Mike Connors has been STRONGLY in favor of demolishing that building for as long as anyone can remember – so it did not surprise me – from watching the entire 12 hours of nonsense from up here in Safety Harbor on Friday – HOW he planned to eliminate several other viable proposals – and even TRIED to convice other committee members to not allow the most publicly popular proposal (Destination St Pete Pier) to get anywhere beyond 3RD place ranking.

Then – LATER – he tried to get them to rank – by offering up Destination to be in 2ND place – behind ALMA.

He was SO ridiculously obvious – IT WAS DISGUSTING TO WATCH!

THEN – a couple of committee members openly asked Mike Connors what would happen – if Council rejects their #1 pick – and he reluctantly THEN explained to them – the whole process must start over. It was then – and ONLY then – a few members realized the magnatude of their decision. They realized there was a VERY GOOD chance that Council WOULD NOT accept ALMA – due to the Citywide support for Destination – that was blatantly and DELIBERATELY being misrepresented by Mike Connors to achieve his agenda – resulting in the whole entire process starting over.

A couple of members also realized ALL of their time and work would go the way of a power flush – thanks to one inappropriate vote by any one of them – as a potential result of the continual prodding of their Chairperson – Mike Connors.
This is when they realized they could not make a final ranking decision Friday evening.

What this has now culminated into:

The public is OUTRAGED AND DISGUSTED to NOW realize HOW BADLY they have been lied to – regarding the Mayor’s initial promises to “listen, learn and lead” when he was running for office of Mayor. He OBVIOUSLY was not (and still is not) listening – he OBVIOUSLY has not learned anything from the last Mayor’s bully tactics – when he closed the entire Pier on May 31, 2013 – putting more than 400 full and part time employees out of work unnecessarily – and fencing it off to ready it for demolition – to make his point: That if the community did not support the LENS proposal in the upcoming 8/27/13 referendum – they would be looking at a closed down Pier – well into / or after 2018.
Well – we can all see today – how well that all worked out for him. Voters decided it was time to fire him just a couple of months later.

A TOTAL BETRAYAL of trust (now, again) by this Mayor – as handed out to City residents by his corrupt partner in this newly created Citywide crisis – Mike Connors.
There is likely NOTHING he is going to be able to say or do at this point – that is going to “change” the embarrassing nonsense that seemed to be never ending - Friday in Council Chambers.

It was nothing short of a train wreck – led by two of the City’s least respected employees (Mike Connors & Chris Ballestra) – with the Mayor DIRECTLY responsible to City residents for their deplorable actions. Isn’t it just amazing how he was nowhere around for that entire deplorable circus? And even today – he is just nowhere around. He has “spokespeople” to cover for him while he tries to figure out what his next steps could be.

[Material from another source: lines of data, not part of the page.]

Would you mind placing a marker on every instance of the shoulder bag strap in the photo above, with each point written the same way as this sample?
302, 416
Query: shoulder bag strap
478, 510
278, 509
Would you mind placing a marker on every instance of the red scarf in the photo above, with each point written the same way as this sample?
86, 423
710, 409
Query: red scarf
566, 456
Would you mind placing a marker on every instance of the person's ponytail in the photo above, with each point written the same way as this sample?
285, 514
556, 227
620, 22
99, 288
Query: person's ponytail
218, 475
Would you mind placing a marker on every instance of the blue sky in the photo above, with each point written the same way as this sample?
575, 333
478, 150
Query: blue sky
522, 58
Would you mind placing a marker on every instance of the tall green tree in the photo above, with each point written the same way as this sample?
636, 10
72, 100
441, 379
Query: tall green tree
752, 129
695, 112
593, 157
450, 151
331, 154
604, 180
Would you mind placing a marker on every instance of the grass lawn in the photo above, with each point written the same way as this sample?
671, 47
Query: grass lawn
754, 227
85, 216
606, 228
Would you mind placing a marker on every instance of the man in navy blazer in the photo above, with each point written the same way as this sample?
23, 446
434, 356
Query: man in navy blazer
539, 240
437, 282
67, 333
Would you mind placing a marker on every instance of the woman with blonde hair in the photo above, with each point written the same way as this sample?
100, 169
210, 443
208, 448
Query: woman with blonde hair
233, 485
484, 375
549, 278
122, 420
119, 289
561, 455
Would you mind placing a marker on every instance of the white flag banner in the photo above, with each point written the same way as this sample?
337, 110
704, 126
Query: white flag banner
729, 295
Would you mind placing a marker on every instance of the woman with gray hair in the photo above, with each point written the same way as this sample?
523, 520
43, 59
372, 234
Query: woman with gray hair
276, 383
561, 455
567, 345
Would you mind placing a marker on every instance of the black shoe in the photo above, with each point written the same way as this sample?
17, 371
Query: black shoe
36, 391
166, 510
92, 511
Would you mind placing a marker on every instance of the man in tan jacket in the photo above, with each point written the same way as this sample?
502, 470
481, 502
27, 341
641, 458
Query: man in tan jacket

If this were any business – Mike Connors would have been FIRED immediately – for the damage he as caused – by making HIS favorite choice – and HIS least favorite choice – SO obvious. He even went on in a lengthly dissertation – as to how people need to move on from that building – and that it makes no sense to renew a building that HE believes is not worth investing the money on.

This was clearly HIS opinion – and it should NOT have been a part of trying to persuade others to support HIS position.

NOW – Mayor Kriseman OWNS this mess he created. It appears he must have had a lot more confidence in Mike Connors pulling off his plan for demolishing the inverted pyramid – by TRYING DESPARATELY to put STRONGLY DISLIKED – LAST PLACE ALMA into the #1 ranking – CLEARLY AGAINST the majority of City residents that took part in SEVERAL polls over the last few weeks.

So now here we are today.

I have enlisted the services of several good attorneys over the past weekend – to put the finishing touches on – you guessed it – our next petition – that we plan to actually launch in the next few days. A DRAFT Copy – Not For Circulation (until we are ready to launch) – is attached for your review. We are now also in the process of updating our entire website – and creating the online downloadable and printable version of the Petition for our website – and preparing our 18 petition drop boxes – for deployment across the City.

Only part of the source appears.